The news last night was depressing wasn’t it… It’s the first time I’ve watched any TV for 10 days. I am sorry to everyone that this is happening again BUT I feel. I passionately feel that we can all stay afloat. Especially if we work together NOT on our own.
I am cycling today along the north east coast castle route to Berwick. It’s a beautiful day (just like it can be everyday). It doesn’t need to be blue sky and warm weather but you all know that don’t you. Deep down. This morning however it is blue sky. A stark change from yesterday.
I have not made it far (mileage) due to the constant photo opportunities. It’s 11am and I’ve met and talked to: The bird watcher (no… not a pervert); The dowager;
The cafe owner who kindly gave me some rocky road for my lunch; the gallery owner where I got a few ideas on painting projects I might do, and sort of chatted to Ivy (the shaggy rug).
LIn contrast I also overheard 3 men talking about how much work they still needed to do on their house before the interior designers came in. I quote “We need another lockdown so we can finish the house”. Made me a bit angry that but these days I can accept it’s none of my business so no point dwelling on it.
Lunch was at Craster. I’d decided I was spending too much on coffees and paninis so bought 12 eggs from a farmer. 6 for lunch and 6 for breakfast tomorrow. A hot oxo cube and my rocky road set me up for a hard ride this afternoon.
It was only hard because I had to get to holy island where I’d booked a campsite. Although you’d expect lots of campsites, many won’t take tents which seems bizarre as surely they are pretty empty. I guess at £8-12 a night it’s not worth their while. Also shops are becoming more scarce. The scenery however is not faltering at all.
3, day cyclists bombed past me today, heads down seemingly in disgust at my pathetic 10mph. Touring is so different I’m finding. I wonder what those 3 could write about if they had a daily blog? Appreciate though there is a balance…. apologies if I drone on. When you have this time and this scenery it’s hard to hold back.
Nearing my campsite I stopped to see husband and wife tee off on a links golf course. They were staring (as I was) at a young chap wearing Gucci trainers clutching his white poodle whilst navigating across a small stream meandering its way to the sea. Inappropriate footwear and luggage we both agreed.
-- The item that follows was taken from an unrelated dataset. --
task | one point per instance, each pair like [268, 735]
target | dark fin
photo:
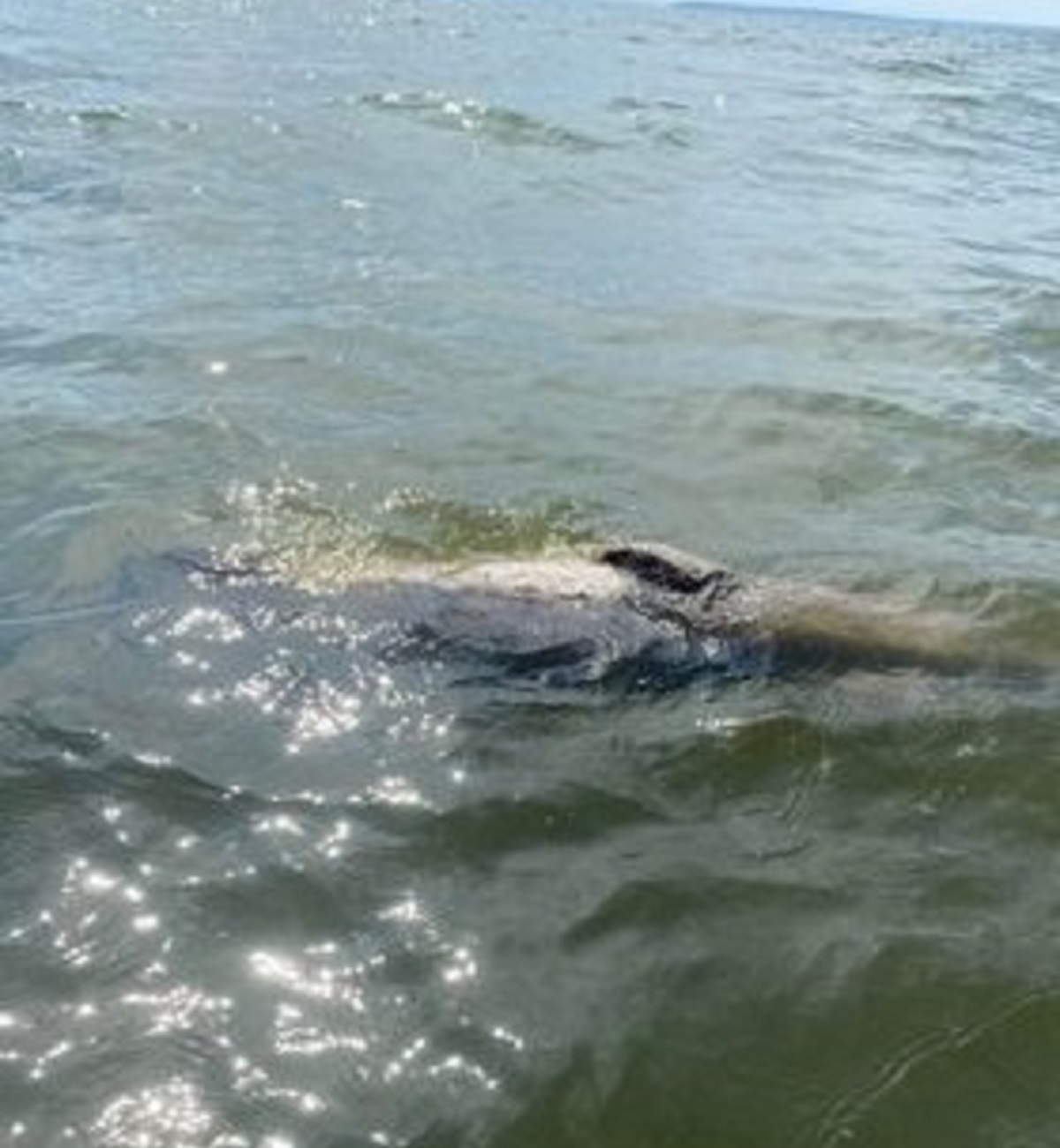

They asked what I was up to and I told them. They opened up about their son (aged 40) and he was depressed. He used to have a good job but can’t do anything these days except procrastinate about his sister who’s doing really well. I felt they had given up on him. They said they did everything to help him which I understood. For me though I didn’t need that help. In fact I’ll be honest i didn’t want it. I pushed it away because all it made me feel, was guilty, inferior, inadequate. Those negative feelings push us further into ourselves. That’s not a good place to be. I suggested instead of ‘help’, ‘enabling’ or over praise or criticising him they support him (unconditional love I think they call it), encourage and empower him. Don’t mollycoddle. Small tasks completed initially will quickly build up the lost self confidence, and once that’s returned bigger steps can mean quicker recovery. It’s the same with work. Don’t give employees 2 months off, that’s asking for trouble often. Reduce their tasks. Let them know why you are doing it as this will build trust instead of defensiveness. All that said I fully appreciate live and situations are not that simple and it’s HARD to do. I hope maybe at worst I gave them another option, another route and I hope their son gets better. I think he will. I’m no doctor of expert but it feels right, doesn’t it..
Castles, Castles and more castles….Then some unexpected showers. The showers up here near Berwick and Holy Island where I am camping are hard. Hard rain that hurts a bit actually….
Anyway job done today. Pasta, tin tomatoes and tuna washed down with rice pudding. Hummm.
The notes I’m getting from you all. The followers (81 today) and views (224 yesterday) is truly amazing. The app tells me I’m up 18%….which means, I hope, you are enjoying my blog and it’s messages. THANK YOU from the bottom of my heart.
I heard some sad (tragic) news tonight from a fellow camper (walking with his wife). If you read this I hope you are doing OK and stay strong please.